I recall shield glare, but I think it's in Halo Wars, when some Spartans ride those space bikes with shields and try to board a small Covenant ship to detonate it close to a big one.
Those bikes, having no hull, had shields instead (of course, what a wonderful design). And I think one of them gets hit, and the shield flares. But I don't recall seeing any shield glare in any cutscene. I know the equivalent of the EU in Halo has plenty of drawings and text descriptions of shields showing up upon impact, but I'd like to see that in some game at least.
His last post I've read yesterday contains several errors.
Let's see.
Nattuo wrote:Four of the impacts hit the solid purple 'armoured' areas of the ship, two of the impacts hit the areas dotted with pretty lights and complicated looking bits.
Actually, one of the two missiles which caused the burning leak hit in the slick hull surrounding the areas dotted with pretty lights. It's so fucking obvious on the picture he provides and the video itself. It's the same slick hull as on other parts of the same ship, and pretty much the logic behind the claim that it's armoured hull.
That impact just happened to be close enough to a region without slick plating to perhaps cause some leaks and had the supposedly unarmoured outer hull burst in flames.
Nattuo wrote:I used the immediate fireball(one can be seen in the screenshot I linked), which would not be influenced by reflection. Rather than maximum fireball airburst/groundburst, which would be influenced by reflecting from any potentially present ground.
I really have to wonder what he means by the initial fireball, because there's one thing clear: the screen capture he uses shows the expanding rings of doom. Those appear
after the explosion's flash.
If you are fast enough, you can actually freeze the video on the explosion before it bursts into a large flash. At that point, you do have a more or less spherical fireball of some sort.
After the flash, you have the rings, and the fireball has grown into a cloud that cools down, and above all,
it still expands as it cools down beyond the frame he chose to make his measurements.
Besides, how can he claim that the explosions he measured wouldn't be affected by reflection against the hull? That is so wrong. The fireball growth of a fireball is extremely fast at those yields. It's in the low kiloton scale, and perhaps totally ends some microseconds after detonation. Simply put, you won't be able to freeze the video before the fireball has already expanded and, thus, been reflected.
It's even more absurd since he used a screencap wherein the fireballs had obviously begun distorting themselves into mushroom clouds, at which point they'd be past reflection since eons, relatively speaking. And that's if you think the blast expands at the speed of sound, which is not exactly true, as it expands faster, and that despite the altitude of detonation (less air, slower speed of sound).
He should watch the video again, at timestamp 9:50.

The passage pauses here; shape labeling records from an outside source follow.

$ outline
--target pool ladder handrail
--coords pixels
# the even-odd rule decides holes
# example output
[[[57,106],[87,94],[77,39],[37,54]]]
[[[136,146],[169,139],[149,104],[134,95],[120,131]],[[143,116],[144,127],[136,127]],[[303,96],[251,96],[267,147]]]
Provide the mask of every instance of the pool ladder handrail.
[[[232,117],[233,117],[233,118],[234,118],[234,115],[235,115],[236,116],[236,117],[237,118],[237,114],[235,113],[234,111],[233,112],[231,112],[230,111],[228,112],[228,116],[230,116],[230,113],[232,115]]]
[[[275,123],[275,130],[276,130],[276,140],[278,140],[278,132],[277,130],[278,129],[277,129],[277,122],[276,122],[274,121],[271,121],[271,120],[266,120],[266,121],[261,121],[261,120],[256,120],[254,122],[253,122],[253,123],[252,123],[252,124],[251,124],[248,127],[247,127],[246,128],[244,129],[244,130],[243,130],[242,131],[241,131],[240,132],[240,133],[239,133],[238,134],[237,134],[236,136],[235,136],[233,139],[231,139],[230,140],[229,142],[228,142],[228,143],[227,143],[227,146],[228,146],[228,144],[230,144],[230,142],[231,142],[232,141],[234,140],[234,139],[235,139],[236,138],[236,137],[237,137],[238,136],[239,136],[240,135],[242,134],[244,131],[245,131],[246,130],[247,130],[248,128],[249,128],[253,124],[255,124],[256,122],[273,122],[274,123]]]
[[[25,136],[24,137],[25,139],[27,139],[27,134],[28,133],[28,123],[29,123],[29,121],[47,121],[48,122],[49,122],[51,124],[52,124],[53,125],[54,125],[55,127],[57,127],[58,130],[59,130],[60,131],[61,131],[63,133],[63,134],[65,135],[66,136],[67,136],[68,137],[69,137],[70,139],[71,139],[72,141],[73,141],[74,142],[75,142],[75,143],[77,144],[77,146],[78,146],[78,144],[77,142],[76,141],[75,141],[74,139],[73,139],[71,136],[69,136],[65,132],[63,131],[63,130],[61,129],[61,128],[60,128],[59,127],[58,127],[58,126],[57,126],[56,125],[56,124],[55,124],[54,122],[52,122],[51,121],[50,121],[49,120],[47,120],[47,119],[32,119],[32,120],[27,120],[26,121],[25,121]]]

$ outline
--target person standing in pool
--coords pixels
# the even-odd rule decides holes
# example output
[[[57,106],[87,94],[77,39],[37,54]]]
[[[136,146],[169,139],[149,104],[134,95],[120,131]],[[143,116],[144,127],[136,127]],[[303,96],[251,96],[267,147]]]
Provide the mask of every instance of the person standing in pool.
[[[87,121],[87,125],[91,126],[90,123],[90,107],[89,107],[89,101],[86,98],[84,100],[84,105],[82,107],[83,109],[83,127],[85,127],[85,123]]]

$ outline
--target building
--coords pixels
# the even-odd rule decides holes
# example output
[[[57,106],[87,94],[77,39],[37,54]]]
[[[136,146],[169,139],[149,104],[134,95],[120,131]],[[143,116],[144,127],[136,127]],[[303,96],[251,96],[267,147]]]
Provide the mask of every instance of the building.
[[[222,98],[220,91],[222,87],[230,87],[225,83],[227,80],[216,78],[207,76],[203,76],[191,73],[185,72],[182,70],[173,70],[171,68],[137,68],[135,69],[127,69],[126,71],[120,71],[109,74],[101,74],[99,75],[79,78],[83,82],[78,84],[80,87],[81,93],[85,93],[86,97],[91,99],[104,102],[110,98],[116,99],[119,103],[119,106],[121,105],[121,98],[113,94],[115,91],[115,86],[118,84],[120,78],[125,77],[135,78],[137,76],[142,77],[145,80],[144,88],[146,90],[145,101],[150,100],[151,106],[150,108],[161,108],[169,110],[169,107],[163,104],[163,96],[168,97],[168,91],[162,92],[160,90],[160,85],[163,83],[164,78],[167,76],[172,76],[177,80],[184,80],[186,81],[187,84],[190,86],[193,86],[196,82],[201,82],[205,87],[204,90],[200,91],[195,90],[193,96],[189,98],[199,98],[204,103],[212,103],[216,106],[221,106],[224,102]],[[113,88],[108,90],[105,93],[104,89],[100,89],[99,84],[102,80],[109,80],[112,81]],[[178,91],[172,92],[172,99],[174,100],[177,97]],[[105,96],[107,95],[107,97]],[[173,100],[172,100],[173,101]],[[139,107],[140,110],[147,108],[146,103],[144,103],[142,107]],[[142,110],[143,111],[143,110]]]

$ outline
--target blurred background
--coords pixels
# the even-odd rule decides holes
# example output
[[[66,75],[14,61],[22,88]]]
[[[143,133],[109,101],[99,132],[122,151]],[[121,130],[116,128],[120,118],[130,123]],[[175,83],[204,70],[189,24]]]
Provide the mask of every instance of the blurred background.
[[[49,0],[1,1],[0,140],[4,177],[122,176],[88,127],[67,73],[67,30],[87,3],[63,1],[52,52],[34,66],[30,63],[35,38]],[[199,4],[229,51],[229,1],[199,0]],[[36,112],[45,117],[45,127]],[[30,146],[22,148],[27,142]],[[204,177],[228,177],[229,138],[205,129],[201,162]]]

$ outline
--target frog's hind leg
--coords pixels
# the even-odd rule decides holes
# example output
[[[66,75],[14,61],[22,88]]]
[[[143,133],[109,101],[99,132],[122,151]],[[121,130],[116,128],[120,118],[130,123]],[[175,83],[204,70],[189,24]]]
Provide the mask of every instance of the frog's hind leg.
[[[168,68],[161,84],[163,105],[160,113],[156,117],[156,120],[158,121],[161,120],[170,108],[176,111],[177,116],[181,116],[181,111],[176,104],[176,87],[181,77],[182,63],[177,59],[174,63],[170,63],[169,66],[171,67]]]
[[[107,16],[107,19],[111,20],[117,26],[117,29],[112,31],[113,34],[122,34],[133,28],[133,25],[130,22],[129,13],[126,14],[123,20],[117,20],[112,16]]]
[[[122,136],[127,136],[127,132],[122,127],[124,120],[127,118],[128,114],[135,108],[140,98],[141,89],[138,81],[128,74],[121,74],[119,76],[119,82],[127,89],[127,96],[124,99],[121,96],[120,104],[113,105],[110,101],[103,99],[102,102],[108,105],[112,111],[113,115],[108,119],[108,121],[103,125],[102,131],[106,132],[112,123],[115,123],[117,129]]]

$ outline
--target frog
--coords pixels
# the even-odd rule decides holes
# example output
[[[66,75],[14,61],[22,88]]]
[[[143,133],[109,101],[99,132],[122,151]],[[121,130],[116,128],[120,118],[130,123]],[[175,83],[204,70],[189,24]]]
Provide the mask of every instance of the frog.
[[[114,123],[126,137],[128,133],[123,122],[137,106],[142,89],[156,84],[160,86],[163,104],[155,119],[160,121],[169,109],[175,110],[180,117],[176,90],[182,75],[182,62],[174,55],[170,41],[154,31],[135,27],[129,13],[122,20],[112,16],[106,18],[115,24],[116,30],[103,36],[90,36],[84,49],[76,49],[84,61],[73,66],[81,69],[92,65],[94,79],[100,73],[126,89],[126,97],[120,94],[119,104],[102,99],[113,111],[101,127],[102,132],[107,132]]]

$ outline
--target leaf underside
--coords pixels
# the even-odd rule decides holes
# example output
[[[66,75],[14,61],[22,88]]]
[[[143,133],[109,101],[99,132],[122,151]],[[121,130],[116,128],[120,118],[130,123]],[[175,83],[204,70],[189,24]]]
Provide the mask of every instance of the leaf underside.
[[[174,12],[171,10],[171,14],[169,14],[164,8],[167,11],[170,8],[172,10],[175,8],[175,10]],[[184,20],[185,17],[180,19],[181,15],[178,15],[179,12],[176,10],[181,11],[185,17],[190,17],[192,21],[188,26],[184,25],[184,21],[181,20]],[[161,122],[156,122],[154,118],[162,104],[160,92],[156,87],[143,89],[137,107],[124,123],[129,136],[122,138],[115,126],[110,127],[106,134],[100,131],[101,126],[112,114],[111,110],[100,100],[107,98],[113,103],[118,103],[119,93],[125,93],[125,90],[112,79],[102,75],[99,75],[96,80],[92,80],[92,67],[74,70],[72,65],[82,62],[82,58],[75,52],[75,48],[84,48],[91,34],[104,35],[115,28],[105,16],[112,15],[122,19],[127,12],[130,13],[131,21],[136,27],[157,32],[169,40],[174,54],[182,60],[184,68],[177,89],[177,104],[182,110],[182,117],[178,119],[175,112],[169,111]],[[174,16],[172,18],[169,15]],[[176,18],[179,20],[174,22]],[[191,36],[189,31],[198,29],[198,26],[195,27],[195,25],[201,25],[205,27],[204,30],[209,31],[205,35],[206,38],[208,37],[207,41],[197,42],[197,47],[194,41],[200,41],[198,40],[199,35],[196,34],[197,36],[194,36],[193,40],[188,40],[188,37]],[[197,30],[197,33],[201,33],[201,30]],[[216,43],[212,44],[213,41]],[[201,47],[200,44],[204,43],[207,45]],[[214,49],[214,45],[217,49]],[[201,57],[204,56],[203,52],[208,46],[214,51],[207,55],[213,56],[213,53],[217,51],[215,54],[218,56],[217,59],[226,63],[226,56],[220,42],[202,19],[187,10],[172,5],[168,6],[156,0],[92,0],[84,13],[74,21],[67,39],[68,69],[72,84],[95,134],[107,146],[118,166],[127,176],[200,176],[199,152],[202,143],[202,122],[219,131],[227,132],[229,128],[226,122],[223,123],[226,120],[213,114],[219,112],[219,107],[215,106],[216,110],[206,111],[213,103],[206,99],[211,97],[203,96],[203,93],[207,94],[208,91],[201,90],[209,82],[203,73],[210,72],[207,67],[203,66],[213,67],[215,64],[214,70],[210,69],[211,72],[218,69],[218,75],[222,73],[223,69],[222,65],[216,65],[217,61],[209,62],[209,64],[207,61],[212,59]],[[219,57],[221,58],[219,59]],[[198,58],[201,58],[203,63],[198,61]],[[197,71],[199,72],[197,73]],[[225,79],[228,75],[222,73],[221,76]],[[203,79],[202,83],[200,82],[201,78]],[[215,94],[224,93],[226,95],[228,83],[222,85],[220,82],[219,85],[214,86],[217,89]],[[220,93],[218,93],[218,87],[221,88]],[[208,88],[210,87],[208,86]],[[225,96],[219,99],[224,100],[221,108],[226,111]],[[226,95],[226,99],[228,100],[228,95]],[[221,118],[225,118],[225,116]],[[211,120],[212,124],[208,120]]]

Also, why use a nuclear calculator when the nuclear reaction will be different to some degree when the missiles have all reasons to be chemical missiles, namely Archers fired from the ground or something very close?
We want to look at chemical effects. A nuclear explosion dispatches its energy into different forms of energy, some of which will crucially lack in chemical reactions. That's also why we generally say that effects are comparable when the yields start to become enormous.
Nattuo wrote:Can I ask what your point is? The detonations you linked look almost identical to the ones we see the strike the Corvette. The only discernable difference being the altitude and ambient temperature(New Alexandria is surrounded by snowy fields). Which likely wouldn't have much influence on the detonation.
The black cloud doesn't persist for as long, but then it wouldn't anyways, being mounted in smaller, presumably lighter, case, and being influenced by the gigantic turbulence an 800 metre unaerodynamic brick travelling at 50-100 metres a second would create.
Trying to confuse the reader are we?
Since when the shape of the ship would explain the fact that the clouds turn totally invisible within two seconds after detonation?
We're still looking at chemically propelled missiles, most likely housing chemical warheads themselves. Not that it makes a big difference since even the nuclear explosions leave, well, you know, mushroom clouds.
So if I were him, I wouldn't spend too much time on measuring explosions which are bogus to begin with, and just accept that missiles, most likely chemical in nature and thus, due to their size, limited in payload, did puncture the hull of a corvette that's about 800 meters long, more or less.